Groups with jumps in sales: German car industry defies the overall economic situation

Corporations with sales jumps
German car industry defies overall economic situation

After a very strong previous year, the air for many DAX companies is now very thin, say experts. The exception is the auto industry, which has had a strong first half of the year. However, future prospects are not particularly rosy.

The automotive industry has remained the growth engine for the German economy in recent months: the car manufacturers’ sales and profits rose sharply in the second quarter. The industry’s exports increased significantly in the first six months. However, the consulting company EY is already warning of a deterioration in the situation in the second half of the year.

The car companies have benefited from the decreasing lack of chips with high prices and continue to make high profits, especially with combustion engines, explained Mathieu Meyer from EY. They still have well-filled order books and are benefiting from improved availability of semiconductors and other primary products.

In the earnings ranking of the 40 largest listed companies by EY, Volkswagen, Mercedes-Benz and BMW took first, third and fourth place with 5.6 billion euros, 5.0 billion euros and 4.3 billion euros in the second quarter.

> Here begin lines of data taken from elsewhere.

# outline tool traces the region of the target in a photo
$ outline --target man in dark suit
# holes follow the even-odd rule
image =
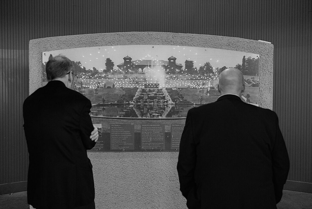
[[[49,60],[46,70],[50,81],[24,103],[27,198],[37,209],[95,208],[86,150],[94,146],[98,134],[89,115],[90,100],[70,89],[73,69],[65,57]]]
[[[220,74],[217,101],[188,113],[177,169],[189,208],[276,208],[289,168],[276,114],[244,103],[241,72]]]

Deutsche Telekom came in second with a profit of EUR 5.2 billion. The sales of the car companies in Europe increased by 21 percent.

Cars as the most important export goods

The Federal Statistical Office in Wiesbaden reported that cars and car parts were Germany’s most important export goods in the first half of the year – exports also rose by almost 16 percent to a value of 136.5 billion euros. The export of machines also flourished.

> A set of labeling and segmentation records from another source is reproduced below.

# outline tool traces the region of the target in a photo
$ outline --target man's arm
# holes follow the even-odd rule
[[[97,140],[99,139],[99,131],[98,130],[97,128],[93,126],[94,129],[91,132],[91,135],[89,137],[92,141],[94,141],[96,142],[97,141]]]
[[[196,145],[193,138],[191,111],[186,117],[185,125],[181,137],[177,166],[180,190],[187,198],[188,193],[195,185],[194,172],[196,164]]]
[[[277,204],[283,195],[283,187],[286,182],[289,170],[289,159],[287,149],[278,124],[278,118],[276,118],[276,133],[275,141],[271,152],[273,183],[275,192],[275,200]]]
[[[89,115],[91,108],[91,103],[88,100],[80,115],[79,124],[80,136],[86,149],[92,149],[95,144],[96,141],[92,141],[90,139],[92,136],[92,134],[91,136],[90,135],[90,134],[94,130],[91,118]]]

Overall, according to EY, the situation of the large corporations in Germany is rather poor. “Many companies are feeling the weak economic development more and more,” explained Henrik Ahlers from EY. The total sales of the 40 companies listed in the German share index (DAX) rose in the second quarter by 1.1 percent compared to the same period last year to around 446 billion euros, the operating profit of the companies by almost three percent to 40.5 billion euros. Both percentage values ​​were therefore below the inflation rate.

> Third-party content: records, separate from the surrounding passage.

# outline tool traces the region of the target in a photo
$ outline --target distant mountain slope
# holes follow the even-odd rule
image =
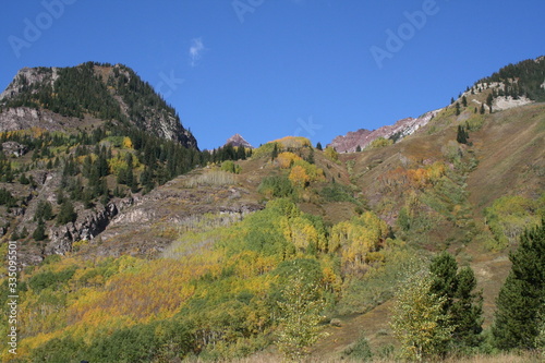
[[[354,153],[358,147],[364,149],[374,140],[379,137],[401,140],[413,134],[420,128],[426,125],[440,110],[429,111],[420,118],[407,118],[399,120],[393,125],[387,125],[377,130],[360,129],[355,132],[349,132],[346,135],[337,136],[329,146],[335,147],[338,153]]]
[[[485,98],[474,96],[479,94],[483,94]],[[485,111],[489,111],[491,107],[493,110],[505,110],[532,101],[545,101],[545,56],[506,65],[493,75],[475,82],[471,88],[468,87],[460,95],[456,100],[458,104],[462,104],[462,96],[467,98],[465,102],[470,100],[473,106],[486,105]],[[348,132],[346,135],[335,137],[329,146],[335,147],[339,153],[354,153],[358,147],[364,149],[379,137],[397,142],[426,125],[439,111],[441,109],[426,112],[416,119],[402,119],[393,125],[373,131],[360,129]]]
[[[535,101],[545,101],[545,56],[526,59],[516,64],[508,64],[489,77],[476,84],[504,83],[499,96],[524,96]]]
[[[241,134],[234,134],[229,137],[226,142],[226,145],[231,146],[244,146],[246,148],[253,148],[253,146],[244,138]]]
[[[0,131],[29,126],[53,131],[65,124],[77,126],[77,120],[85,118],[122,122],[197,147],[175,110],[125,65],[24,68],[0,95]]]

In 14 of the 40 companies, sales also fell compared to the previous year, and in 18 the profit. “After a very strong previous year, the air has now become very thin for many companies,” summarized Ahlers from EY. “It’s getting harder and harder to maintain the high level of profits we’ve achieved.”

Customer willingness to buy decreases

The wind is also blowing more and more in the face of the car industry, analyzed EY. Incoming orders are weak, and in view of the high inflation, increasing concerns about the economy and the persistently high level of interest rates, customers are less willing to buy. “Overcapacity and discounts could therefore soon put pressure on margins again.”

Overall, Ahlers also expects that the second half of the year will be even more difficult than the first. Growth impulses are not in sight, the low sales growth is being more than eaten up by the persistently high inflation. “In fact, we are already dealing with negative growth in many cases.”

The EY expert warned that the cost problem in Germany was becoming “more and more pressing”: Above all, the high energy prices led to investments being postponed and consideration being given to relocating production abroad. “This trend is also reinforced by the very complex and lengthy approval procedures in this country. There is no sign of any reduction in bureaucracy.”